The Bloomberg Center for Physics and Astronomy acquired something unexpected last month: art. The portrait exhibition The Fascination of Science features some of today’s most prominent scientists and their hands decorated with illustrations related to their work, which varies from DNA modification technology to aliens.
Created by Herlinde Koelbl, a German artist, author and filmmaker, the exhibit was sponsored by the Embassy of the Federal Republic of Germany in D.C. with contributions from the Max Kade Center for Modern German Thought and Women of Whiting. It will be available for observation until March 18 and is located in the lobby of the building.
In an interview with The News-Letter, Koelbl said she hopes her exhibit will inspire students to pursue science. The portraits are intended to contribute to Koelbl’s goal with the project — to bring science to a wider audience — by showing the personalities behind the biggest scientific discoveries in recent times.
“Normally, scientists are photographed as very serious people,” Koelbl said. “Most of them are quite old; they’re successful people. I wanted to show a new face of science.”
According to Visiting Assistant Professor of History Victoria Harms, co-moderator of a roundtable discussion on the exhibit, the artwork made its way to Hopkins at the request of the German Embassy, which believed that Hopkins would be an ideal place to display the portraits because of the University’s culture surrounding science and curiosity.
Each photo is paired with a quote from the scientist’s interview with Koelbl. In each interview, some of which can be viewed on YouTube, the scientists discuss their backgrounds and summarize their research in terms a general audience can understand.
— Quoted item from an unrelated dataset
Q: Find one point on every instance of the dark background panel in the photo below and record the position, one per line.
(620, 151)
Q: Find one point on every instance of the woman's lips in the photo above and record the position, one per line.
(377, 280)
Koelbl asks them questions that aim to describe the scientist as a person and discover how each interviewee became the scientist they are today.
While the unique, casual poses in the portraits humanize the scientists, Koelbl argues that the interviews make them more relatable.
“Very often, the scientists, they live in a little closed world, like an ivory tower,” Koelbl said. “It’s a world of their own, and I thought it would be so important to make science visible to society.”
A major theme across the interviews that struck both Koelbl and Harms was the scientists’ descriptions of failure, a less-celebrated part of scientific discovery and something that affects scientists and non-scientists alike.
While conducting the interviews, Koelbl realized that scientists face failure quite often, but they accept it as a necessary part of the scientific process.
“[One of the scientists] told me, ‘If you see things as failures, then it’s really a failure. But if you see it as a new knowledge, then you will get further on,’” Koelbl said.
Harms wrote in an email to The News-Letter that the University’s mission with the exhibit is to highlight the need for and benefits of diversity in the scientific community. She emphasized this principle in an interview with The News-Letter.
“Questions about urban public health and so forth that have really become so important during the pandemic — we've not answered some of these most pressing questions, actually,” Harms said. “Much of it has to do with the fact that we don’t have enough diversity among our scientists.”
Koelbl also briefly discussed diversity in science, which she hopes her artwork will help promote. Her artwork displays current scientists’ motivation for entering the field, which she believes has the potential to inspire students of all backgrounds to pursue science.
“When, for instance, Frances Arnold — she’s one of the Nobel laureates — or some others when they were in science, it was really tough for them as women to make their way up to the top,” she said. “So I wanted to show what inspired them to choose science.”
With her project, Koelbl wants to introduce a new way of thinking about science, a way that involves empathy and artistry. She feels her exhibit demonstrates that viewing science through art highlights the scientists over the science, the personalities over the discoveries.
“You could see it on [the scientists’] faces how lively they were suddenly,” Koelbl said. “So the scientists are now shown in a different way, a more sympathetic and lively way. It’s a new idea, to have their philosophy or formula on their hand; that’s really unusual.”